January 31, 2018
The Discovery Rule and Medical Malpractice; Zelman v. Central Indiana Orthopedics
Category: Indiana Law Review | Author: | Share:
The discovery rule requires that a patient exercise reasonable diligence in learning about her claim, or risk having her claim barred by the statute of limitations. This case explores what a patient must do in order to exercise that reasonable diligence.
In March 2010, Zelman began experiencing back pain for no known reason. She sought treatment and was diagnosed with a synovial cyst in her lumbar spine. Zelman consulted with Dr. Tekula at CIO in Anderson, who recommended that she undergo a procedure to remove the cyst and a spinal fusion surgery. Zelman agreed to proceed and Dr. Tekula performed the procedure in May 2010.
Before Zelman was released from the hospital, Dr. Tekula informed her that something unusual had happened during the surgery—Dr. Tekula found a second cyst and an even greater instability at another level. Therefore, Dr. Tekula went ahead and performed a second spinal fusion. Dr. Tekula also told Zelman that her “spinal lamina … was exceptionally long,” so Dr. Tekula “cut the lamina down.” But Dr. Tekula also admitted that there was no medical reason to cut the lamina.
Following the surgery, Zelman felt new, intense pain in the region of her surgery, which radiated downward into her buttocks and hips. She asked Dr. Tekula about this, and was assured that “everything went great and everything was great and everything was fine.” Dr. Tekula said this again after an October 2010 MRI. Zelman was last treated by Dr. Tekula in February 2011.
At some point, Zelman saw a neurologist, Dr. Vogel, who said that she believed Zelman was suffering from nerve damage. Dr. Vogel referred Zelman to two specialists, Dr. Mobasser and Dr. Coscia. Dr. Mobasser told Zelman that he did not know what was wrong, but that he was “fairly certain” that any surgery would be “brutal,” and that he did not want to perform that surgery. Dr. Coscia agreed to perform another surgery, and did so in 2014. In June 2014, Dr. Coscia told Zelman that he “had found that there was no fusion, that there were no pedicle screws, that that was extremely unusual, because they’ve known for more than two decades that you have to use pedicle screws or you don’t get a fusion.”
Zelman filed a proposed complaint with the IDOI against Dr. Tekula and CIO in January 2015. Dr. Tekula and CIO moved for summary judgment, arguing that the claims were untimely under the statute of limitations. The trial court granted that motion, finding that Zelman should have discovered the issue after she stopped seeing Dr.

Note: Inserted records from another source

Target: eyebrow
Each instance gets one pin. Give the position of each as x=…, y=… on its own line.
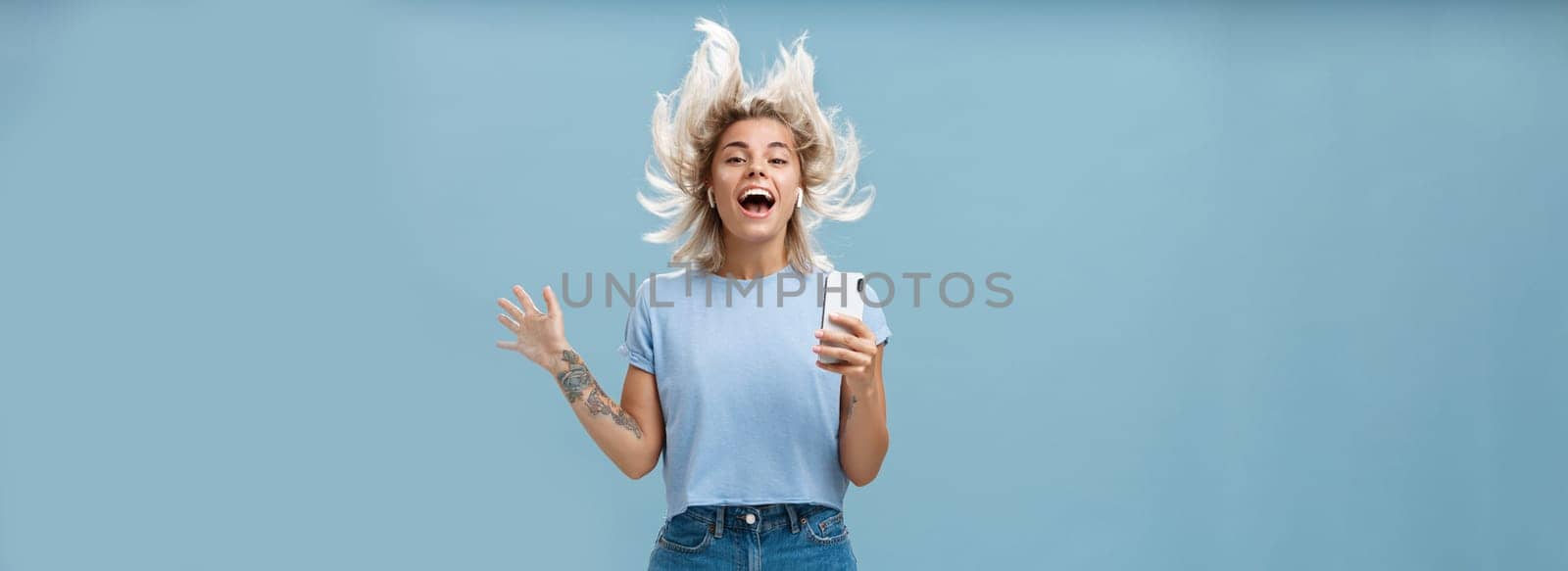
x=745, y=146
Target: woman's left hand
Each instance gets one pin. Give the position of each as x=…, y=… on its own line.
x=857, y=350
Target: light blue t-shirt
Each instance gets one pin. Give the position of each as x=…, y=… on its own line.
x=749, y=416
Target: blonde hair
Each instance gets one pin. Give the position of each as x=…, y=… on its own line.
x=689, y=121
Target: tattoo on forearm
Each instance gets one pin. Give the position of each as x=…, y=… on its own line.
x=577, y=380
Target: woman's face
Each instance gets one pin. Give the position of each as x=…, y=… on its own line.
x=755, y=177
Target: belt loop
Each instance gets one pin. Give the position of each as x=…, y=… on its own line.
x=789, y=511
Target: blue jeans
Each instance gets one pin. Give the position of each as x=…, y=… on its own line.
x=749, y=537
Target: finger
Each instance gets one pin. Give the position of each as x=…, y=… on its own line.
x=512, y=309
x=855, y=357
x=836, y=367
x=854, y=323
x=844, y=339
x=509, y=323
x=551, y=303
x=527, y=302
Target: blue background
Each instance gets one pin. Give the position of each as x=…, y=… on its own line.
x=1290, y=279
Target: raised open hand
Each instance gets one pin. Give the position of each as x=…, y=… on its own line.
x=541, y=336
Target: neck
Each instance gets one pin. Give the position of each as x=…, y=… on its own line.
x=752, y=261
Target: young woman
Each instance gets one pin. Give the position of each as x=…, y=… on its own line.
x=726, y=380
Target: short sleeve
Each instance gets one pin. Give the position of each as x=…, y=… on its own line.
x=874, y=315
x=639, y=346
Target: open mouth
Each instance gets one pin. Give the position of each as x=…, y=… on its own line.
x=757, y=203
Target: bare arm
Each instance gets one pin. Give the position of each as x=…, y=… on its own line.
x=862, y=404
x=631, y=437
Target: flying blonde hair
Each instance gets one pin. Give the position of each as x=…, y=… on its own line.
x=712, y=98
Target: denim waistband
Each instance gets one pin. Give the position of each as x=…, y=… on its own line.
x=764, y=516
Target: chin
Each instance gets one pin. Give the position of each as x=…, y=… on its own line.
x=757, y=234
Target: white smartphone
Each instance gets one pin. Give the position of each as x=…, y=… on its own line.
x=843, y=295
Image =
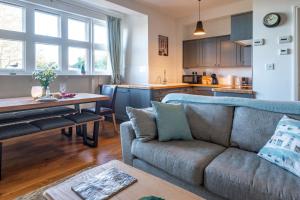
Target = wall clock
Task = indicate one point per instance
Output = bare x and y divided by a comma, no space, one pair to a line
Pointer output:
272,20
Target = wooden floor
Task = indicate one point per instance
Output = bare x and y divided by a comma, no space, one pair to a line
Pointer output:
32,163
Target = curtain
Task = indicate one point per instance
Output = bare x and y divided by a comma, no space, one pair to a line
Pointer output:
114,47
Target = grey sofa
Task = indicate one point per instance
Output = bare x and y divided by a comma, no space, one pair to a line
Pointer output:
221,163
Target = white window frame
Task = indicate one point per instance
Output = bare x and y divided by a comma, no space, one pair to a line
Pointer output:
29,39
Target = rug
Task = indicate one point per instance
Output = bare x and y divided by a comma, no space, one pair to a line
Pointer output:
38,194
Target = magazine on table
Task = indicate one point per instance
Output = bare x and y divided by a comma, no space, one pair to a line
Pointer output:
104,185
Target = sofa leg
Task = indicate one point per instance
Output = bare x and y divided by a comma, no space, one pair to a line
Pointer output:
115,123
69,134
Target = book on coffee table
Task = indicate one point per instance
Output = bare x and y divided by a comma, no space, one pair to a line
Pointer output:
104,185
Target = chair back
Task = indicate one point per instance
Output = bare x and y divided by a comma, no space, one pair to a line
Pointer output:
111,91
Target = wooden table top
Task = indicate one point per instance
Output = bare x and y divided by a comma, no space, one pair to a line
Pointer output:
28,103
147,185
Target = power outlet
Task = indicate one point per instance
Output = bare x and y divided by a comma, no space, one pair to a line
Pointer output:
270,67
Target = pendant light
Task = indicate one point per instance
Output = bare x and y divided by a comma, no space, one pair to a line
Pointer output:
199,29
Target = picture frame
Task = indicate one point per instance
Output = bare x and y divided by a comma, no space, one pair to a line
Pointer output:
163,45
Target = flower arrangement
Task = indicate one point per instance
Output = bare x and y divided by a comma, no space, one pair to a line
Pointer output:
45,76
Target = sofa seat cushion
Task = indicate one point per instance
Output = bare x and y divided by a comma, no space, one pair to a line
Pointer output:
236,174
211,123
52,123
185,160
15,130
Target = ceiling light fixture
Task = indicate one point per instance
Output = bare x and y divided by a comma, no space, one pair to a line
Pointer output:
199,29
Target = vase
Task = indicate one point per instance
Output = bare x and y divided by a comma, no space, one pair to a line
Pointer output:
47,91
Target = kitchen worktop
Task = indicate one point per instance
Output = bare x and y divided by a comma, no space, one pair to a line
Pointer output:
215,88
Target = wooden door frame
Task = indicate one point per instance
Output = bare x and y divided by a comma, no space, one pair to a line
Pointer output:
297,55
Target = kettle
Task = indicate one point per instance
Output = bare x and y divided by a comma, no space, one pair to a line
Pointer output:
214,80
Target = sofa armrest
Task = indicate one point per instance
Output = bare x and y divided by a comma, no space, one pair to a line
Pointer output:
127,136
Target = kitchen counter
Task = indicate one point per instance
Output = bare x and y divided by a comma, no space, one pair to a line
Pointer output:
239,90
165,86
214,88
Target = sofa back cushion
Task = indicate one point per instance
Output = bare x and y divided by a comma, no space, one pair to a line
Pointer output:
211,123
253,128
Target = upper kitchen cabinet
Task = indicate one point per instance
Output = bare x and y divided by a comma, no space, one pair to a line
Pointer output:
227,52
244,56
242,27
191,53
209,52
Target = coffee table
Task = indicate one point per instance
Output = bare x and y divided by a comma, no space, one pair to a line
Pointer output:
147,185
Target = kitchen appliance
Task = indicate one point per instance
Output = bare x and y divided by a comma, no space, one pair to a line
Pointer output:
191,79
214,80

Tekula, and Zelman appealed.
On appeal, the Court began by emphasizing that a medical malpractice claim accrues when the plaintiff “either knows of the malpractice and resulting injury, or learns of facts that, in the exercise of reasonable diligence, should lead to the discovery of the malpractice and the resulting injury.” Importantly, a plaintiff who relies on a medical professional’s words that an illness or injury is due to a cause other than malpractice may extend this accrual date.
In this case, Zelman’s claim arose from the May 2010 surgery. But Dr. Tekula assured her that everything “went great” and was “fine.” Despite these assurances, “Zelman actively pursued an explanation for the pain and consulted several medical professionals,” one of which described the surgery required to diagnose the injury as “brutal.” The Court found that Zelman was not required to undergo this surgery at the earliest opportunity in order to avoid the statute of limitations.
Given that the second surgery was required to discover the malpractice, and given that it was described as brutal with no guarantee of success, we cannot say as a matter of law that Zelman was not reasonably diligent when she did not have the second surgery sooner than she did.
Individuals do not need to undergo “brutal” medical procedures in order to demonstrate reasonable diligence in discovering the cause of a medical problem for the purposes of the statute of limitations.